Despite BNY Mellon’s entry into Bitcoin (BTC), the CEO of one of the company’s asset management divisions remains skeptical of the underlying risks associated with the world’s largest digital currency.

Francesca Fornazari, head of currency solutions at Insight Investment, a subsidiary of BNY Mellon, believes that Bitcoin may not be suitable for most institutional investors due to high volatility, low liquidity, governance and environmental risk.

In an interview with Bloomberg on Tuesday, Fornasari said that valuing bitcoin may be more difficult than the gold value due to the sharp price fluctuations, which further complicates the potential response to inflation.

At the end of the day, you need to be aware of the fact that if you invest in bitcoin, there are a number of different factors and considerations that will affect the value of your investment that have nothing to do with inflation. or securing inflation, ”she said.

A currency exchange expert stated that slow and expensive bitcoin transactions can be a major obstacle to mass adoption. “We are skeptical of the potential of bitcoin as a means of payment,” said Fornasari.
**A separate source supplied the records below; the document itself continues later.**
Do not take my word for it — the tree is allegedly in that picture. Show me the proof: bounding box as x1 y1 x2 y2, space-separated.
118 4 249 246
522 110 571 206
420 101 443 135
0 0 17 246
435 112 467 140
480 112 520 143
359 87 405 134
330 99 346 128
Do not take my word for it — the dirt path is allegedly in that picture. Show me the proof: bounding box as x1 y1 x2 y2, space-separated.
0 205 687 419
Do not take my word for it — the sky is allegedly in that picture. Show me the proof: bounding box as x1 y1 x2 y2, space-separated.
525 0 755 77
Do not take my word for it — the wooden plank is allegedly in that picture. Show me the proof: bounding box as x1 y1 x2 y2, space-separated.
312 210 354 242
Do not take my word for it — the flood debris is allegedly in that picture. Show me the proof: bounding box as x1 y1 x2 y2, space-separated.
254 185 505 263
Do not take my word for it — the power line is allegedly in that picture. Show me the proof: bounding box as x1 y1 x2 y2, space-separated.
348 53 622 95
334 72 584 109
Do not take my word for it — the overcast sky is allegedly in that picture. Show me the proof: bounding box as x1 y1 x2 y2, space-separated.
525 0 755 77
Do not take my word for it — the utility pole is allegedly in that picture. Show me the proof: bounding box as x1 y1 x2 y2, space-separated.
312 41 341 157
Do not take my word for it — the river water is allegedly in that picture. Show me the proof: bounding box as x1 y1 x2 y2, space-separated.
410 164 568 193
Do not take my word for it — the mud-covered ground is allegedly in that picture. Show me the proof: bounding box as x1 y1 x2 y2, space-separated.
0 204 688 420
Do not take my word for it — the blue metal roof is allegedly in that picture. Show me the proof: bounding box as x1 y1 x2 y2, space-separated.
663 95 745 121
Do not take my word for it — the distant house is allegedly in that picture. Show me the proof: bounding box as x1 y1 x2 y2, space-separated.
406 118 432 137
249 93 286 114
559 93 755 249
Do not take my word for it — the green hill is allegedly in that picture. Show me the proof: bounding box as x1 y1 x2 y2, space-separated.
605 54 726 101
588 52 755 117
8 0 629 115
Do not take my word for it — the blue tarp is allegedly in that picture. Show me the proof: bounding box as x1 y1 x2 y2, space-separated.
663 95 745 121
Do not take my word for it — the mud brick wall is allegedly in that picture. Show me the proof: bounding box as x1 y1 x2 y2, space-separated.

However, Insight Investment is optimistic about digital currencies or other cryptocurrencies in addition to bitcoin and expects the growth of these digital assets, especially those that address issues such as transaction speed and cost, energy consumption and volatility, according to Fornasari.

On the subject: Bitcoin needs clear rules to be less volatile, says a Bridgewater analyst.

Insight Investment is one of the world’s largest asset managers and manages almost $ 1 trillion in assets. The company has been a subsidiary of BNY Mellon since 2009 after it was acquired by the American banking giant from Lloyds Banking Group.

The company’s skeptical attitude towards Bitcoin is clear despite the fact that BNY Mellon actively switched to Bitcoin after the bank announced its plans to store and transfer Bitcoin and other cryptocurrencies as an asset manager in February this year. The company also claimed that the poor performance of one of its exchange-traded funds was due to lack of contact with companies that invest in bitcoin.